The otorrhoea and nasopharynx samples are collected using a flexible applicator swab with flocked nylon fibre tip.29 The swabs will be immediately transported to the microbiology laboratory of the UMC Utrecht where they volition be stored at −eighty°C until further analysis.

Collection and analyses of faeces samples

The baseline, 2-calendar week and 3-month faeces samples are collected using the OMNIgene●GUT (OMR-200), a trademark of Deoxyribonucleic acid Genotek, Ottawa, Canada. Parents volition ship the 3-month faeces samples by mail. If faeces samples cannot be collected during the baseline and two-week dwelling house visit, we volition provide the parents with a collection kit and send envelop, so parents tin can collect and send the faeces samples by mail at their earliest convenience. Samples will be stored at −fourscore°C at the microbiology laboratory of the UMC Utrecht until analysis for detection and quantification of the dynamics of bacterial genes that confer resistance to the antibiotics used in our trial.30

Chief and secondary outcomes

The primary effect is the proportion of children without ear pain (ear hurting score 0 on the 0–6 Likert calibration) and fever (body temperature of 38.0°C or higher) at mean solar day 3 (72 hours later randomisation).

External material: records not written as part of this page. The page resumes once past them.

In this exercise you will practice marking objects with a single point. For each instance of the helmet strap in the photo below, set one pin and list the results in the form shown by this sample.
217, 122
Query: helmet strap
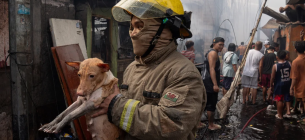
155, 39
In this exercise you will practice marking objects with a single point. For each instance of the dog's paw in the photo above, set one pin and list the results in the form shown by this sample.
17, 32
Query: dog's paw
46, 126
51, 129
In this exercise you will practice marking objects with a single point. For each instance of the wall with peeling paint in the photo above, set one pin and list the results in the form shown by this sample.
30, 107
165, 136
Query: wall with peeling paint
4, 33
47, 93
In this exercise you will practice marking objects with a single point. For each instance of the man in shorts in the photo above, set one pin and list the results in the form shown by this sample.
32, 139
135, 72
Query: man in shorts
229, 68
241, 49
297, 73
211, 79
252, 72
268, 62
281, 82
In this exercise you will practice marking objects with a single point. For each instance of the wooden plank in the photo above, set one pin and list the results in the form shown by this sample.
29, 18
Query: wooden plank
70, 81
66, 32
226, 102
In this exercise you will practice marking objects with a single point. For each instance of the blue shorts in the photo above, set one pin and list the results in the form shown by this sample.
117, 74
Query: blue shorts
227, 81
241, 57
286, 98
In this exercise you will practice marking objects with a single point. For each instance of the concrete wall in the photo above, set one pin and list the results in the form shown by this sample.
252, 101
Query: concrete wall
5, 106
5, 92
37, 94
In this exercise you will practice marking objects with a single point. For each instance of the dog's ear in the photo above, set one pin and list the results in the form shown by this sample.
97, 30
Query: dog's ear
104, 66
74, 64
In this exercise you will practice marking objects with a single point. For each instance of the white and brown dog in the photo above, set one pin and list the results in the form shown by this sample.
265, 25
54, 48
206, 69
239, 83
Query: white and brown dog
96, 83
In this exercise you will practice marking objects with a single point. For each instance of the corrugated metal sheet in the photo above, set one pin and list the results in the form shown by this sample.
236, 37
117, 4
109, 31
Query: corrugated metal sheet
4, 33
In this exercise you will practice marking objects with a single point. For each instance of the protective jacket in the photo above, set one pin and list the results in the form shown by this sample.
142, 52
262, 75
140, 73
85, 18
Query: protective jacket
163, 97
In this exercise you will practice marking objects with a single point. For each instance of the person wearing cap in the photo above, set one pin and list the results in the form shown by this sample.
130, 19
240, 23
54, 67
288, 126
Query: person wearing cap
189, 53
162, 96
276, 47
211, 79
229, 68
252, 73
266, 46
268, 61
241, 49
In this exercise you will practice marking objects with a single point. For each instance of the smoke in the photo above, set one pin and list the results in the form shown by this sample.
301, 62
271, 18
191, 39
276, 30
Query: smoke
208, 21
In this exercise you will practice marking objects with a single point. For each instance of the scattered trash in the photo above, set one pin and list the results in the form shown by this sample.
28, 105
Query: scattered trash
256, 129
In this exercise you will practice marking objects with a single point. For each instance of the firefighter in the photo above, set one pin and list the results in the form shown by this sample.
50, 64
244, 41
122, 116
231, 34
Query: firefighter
162, 95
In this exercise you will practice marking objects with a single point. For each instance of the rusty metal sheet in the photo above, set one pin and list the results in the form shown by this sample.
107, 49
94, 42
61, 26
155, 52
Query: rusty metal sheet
4, 33
70, 81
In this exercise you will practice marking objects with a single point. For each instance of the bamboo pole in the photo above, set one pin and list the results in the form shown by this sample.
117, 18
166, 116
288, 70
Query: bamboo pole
227, 101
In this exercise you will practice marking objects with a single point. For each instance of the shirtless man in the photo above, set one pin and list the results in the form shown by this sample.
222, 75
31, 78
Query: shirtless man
295, 13
241, 49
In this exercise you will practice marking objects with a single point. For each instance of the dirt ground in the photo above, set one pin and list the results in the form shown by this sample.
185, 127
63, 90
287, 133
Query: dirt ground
263, 126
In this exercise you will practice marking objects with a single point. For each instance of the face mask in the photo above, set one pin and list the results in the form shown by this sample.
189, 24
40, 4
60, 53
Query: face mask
141, 41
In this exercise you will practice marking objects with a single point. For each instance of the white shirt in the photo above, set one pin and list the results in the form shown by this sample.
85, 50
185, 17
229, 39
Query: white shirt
252, 63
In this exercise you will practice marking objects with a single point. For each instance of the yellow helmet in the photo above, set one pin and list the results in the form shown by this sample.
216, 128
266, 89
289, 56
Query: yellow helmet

Secondary outcomes are the proportion of children with at most balmy ear hurting (ear pain score less than iii on the 0–half dozen Likert Scale) at 24-hour interval 3; mean ear pain score over days 0–3, number of days with ear pain (ear pain score 1 or college on the 0–6 Likert scale); hateful body temperature over days 0–iii; number of days with fever (body temperature of 38.0°C or higher) during the first ii weeks; the proportion of children with parent-reported ear discharge at day 3; number of days with parent-reported ear belch at twenty-four hours 3 and during the first two weeks; proportion of children with otoscopically confirmed ear discharge at 2 weeks; time to resolution of total symptoms (time to all of pain, fever, discharge, being unwell, sleep disturbance, and distress/crying being rated 0 or 1 on the Likert scale); MEE and proportion of children with otoscopically confirmed eardrum perforation at ii weeks; OM-specific QoL at baseline, 2 weeks and 3 months; antibiotic consumption during the first 2 weeks and at 3 months; number of AOM recurrences at 3 months; number of adverse events during the commencement 2 weeks; costs and cost-effectiveness at 2 weeks and 3 months; the prevalence of viruses and leaner in otorrhoea and nasopharynx samples at baseline and 2 weeks; the antimicrobial susceptibility profiling of the bacteria and the impact of the treatment regimens on antimicrobial resistance genes in the homo gut; microbiome profile of nasopharynx at baseline and two weeks.

Sample size calculation

The main aim is to demonstrate that antibiotic-corticosteroid eardrops are non-inferior to oral antibiotics in relieving ear pain and fever at day iii. The proportion of children without ear pain and fever at day 3 is expected to exist 65% in the oral antibiotics group and effectually 35% if placebo or no treatment would exist trialled.3 Our parent console assisted in defining the not-inferiority margin by advising on the maximum difference in primary effect that they would regard equally unimportant. Following these discussions, the clinically acceptable non-inferiority margin is set at 15%; that is, l% of the difference (30%) observed between oral antibiotics and placebo or no treatment in before trials.3 Taking 50% of such a divergence is also a widely-accepted method to determine the non-inferiority margin.31 32 Testing significance at a i-sided 0.025 level (α) and using a power of fourscore% (β 0.20), each treatment arm should include at to the lowest degree 159 children to demonstrate that the upper limit of the i-sided 97.5% CI (or equivalently a two-sided 95% CI) of the difference in handling effect for the primary outcome does not exceed the predefined not-inferiority margin of fifteen%. To allow for a maximum of 10% loss to follow-upward, we aim to randomise 350 children.

Statistical assay

Primarily, all analyses will be performed according to the intention-to-treat principle. Per-protocol analyses will also be conducted as well because of its importance in non-inferiority trials.33 All analyses will be performed blinded with respect to study-group assignment and analysis and presentation of results will be in accord with the Consolidated Standards of Reporting Trials guidelines.34 35

Clinical effectiveness

Nosotros will use descriptive statistics to describe the baseline characteristics trial population; we will nowadays ways and SD for normally distributed continuous variables, medians and IQRs for non-normally distributed continuous variables, and numbers with percentages for categorical variables.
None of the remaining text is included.